I\'m working on a problem and one solution would require an input of every 14x10 matrix that is possible to be made up of 1\'s and 0\'s... how can I generate these so that I can
Depending on what you want to accomplish with the generated matrices, you might be better off generating a random sample and running a number of simulations. Something like:
matrix_samples = []
# generate 10 matrices
for i in range(10):
sample = numpy.random.binomial(1, .5, 14*10)
sample.shape = (14, 10)
matrix_samples.append(sample)
You could do this a number of times to see how results vary across simulations. Of course, you could also modify the code to ensure that there are no repeats in a sample set, again depending on what you're trying to accomplish.
Are you sure you want every possible 14x10 matrix? There are 140 elements in each matrix, and each element can be on or off. Therefore there are 2^140
possible matrices. I suggest you reconsider what you really want.
Edit: I noticed you mentioned in a comment that you are trying to minimize something. There is an entire mathematical field called optimization devoted to doing this type of thing.

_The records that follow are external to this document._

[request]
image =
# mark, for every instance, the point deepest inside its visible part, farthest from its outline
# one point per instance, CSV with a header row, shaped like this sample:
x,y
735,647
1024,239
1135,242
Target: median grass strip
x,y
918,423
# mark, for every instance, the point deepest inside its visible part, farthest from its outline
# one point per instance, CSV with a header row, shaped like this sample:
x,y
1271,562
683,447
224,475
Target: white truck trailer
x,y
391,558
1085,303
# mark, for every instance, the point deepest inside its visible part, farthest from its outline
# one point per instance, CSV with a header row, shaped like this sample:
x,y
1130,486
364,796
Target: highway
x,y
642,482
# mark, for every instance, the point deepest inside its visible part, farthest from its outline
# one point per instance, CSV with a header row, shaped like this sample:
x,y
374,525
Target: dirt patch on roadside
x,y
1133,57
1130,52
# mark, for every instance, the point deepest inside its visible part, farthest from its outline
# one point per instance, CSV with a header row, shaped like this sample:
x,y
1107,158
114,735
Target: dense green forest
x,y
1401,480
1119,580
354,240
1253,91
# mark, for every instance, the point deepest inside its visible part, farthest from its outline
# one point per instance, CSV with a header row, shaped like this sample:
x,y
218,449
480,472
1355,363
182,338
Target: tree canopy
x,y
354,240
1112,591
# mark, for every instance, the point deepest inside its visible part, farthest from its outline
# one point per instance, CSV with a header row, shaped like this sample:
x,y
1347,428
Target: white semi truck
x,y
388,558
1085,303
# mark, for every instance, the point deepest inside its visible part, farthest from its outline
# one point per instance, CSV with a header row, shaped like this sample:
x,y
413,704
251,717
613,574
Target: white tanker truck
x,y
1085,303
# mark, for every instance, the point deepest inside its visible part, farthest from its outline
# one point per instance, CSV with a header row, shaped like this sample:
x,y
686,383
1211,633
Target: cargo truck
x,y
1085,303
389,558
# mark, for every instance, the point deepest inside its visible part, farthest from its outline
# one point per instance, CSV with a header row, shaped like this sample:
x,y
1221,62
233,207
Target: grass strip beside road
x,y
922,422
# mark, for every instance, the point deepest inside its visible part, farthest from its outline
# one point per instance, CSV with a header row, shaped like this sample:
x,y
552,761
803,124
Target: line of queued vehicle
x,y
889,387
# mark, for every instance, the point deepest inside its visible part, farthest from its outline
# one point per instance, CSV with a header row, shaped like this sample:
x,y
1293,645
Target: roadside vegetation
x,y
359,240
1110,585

The reason this field exists is because quite often it is not possible to exhaustively examine every solution in anything resembling a reasonable amount of time.
Trying this:
import numpy
for i in xrange(int(1e9)): a = numpy.random.random_integers(0,1,(14,10))
(which is much, much, much smaller than what you require) should be enough to convince you that this is not feasible. It also shows you how to calculate one, or few, such random matrices even up to a million is pretty fast).
EDIT: changed to xrange to "improve speed and memory requirements" :)
Are you saying that you have a table with 140 cells and each value can be 1 or 0 and you'd like to generate every possible output? If so, you would have 2^140 possible combinations...which is quite a large number.
Instead of just suggesting the this is unfeasible, I would suggest considering a scheme that samples the important subset of all possible combinations instead of applying a brute force approach. As one of your replies suggested, you are doing minimization. There are numerical techniques to do this such as simulated annealing, monte carlo sampling as well as traditional minimization algorithms. You might want to look into whether one is appropriate in your case.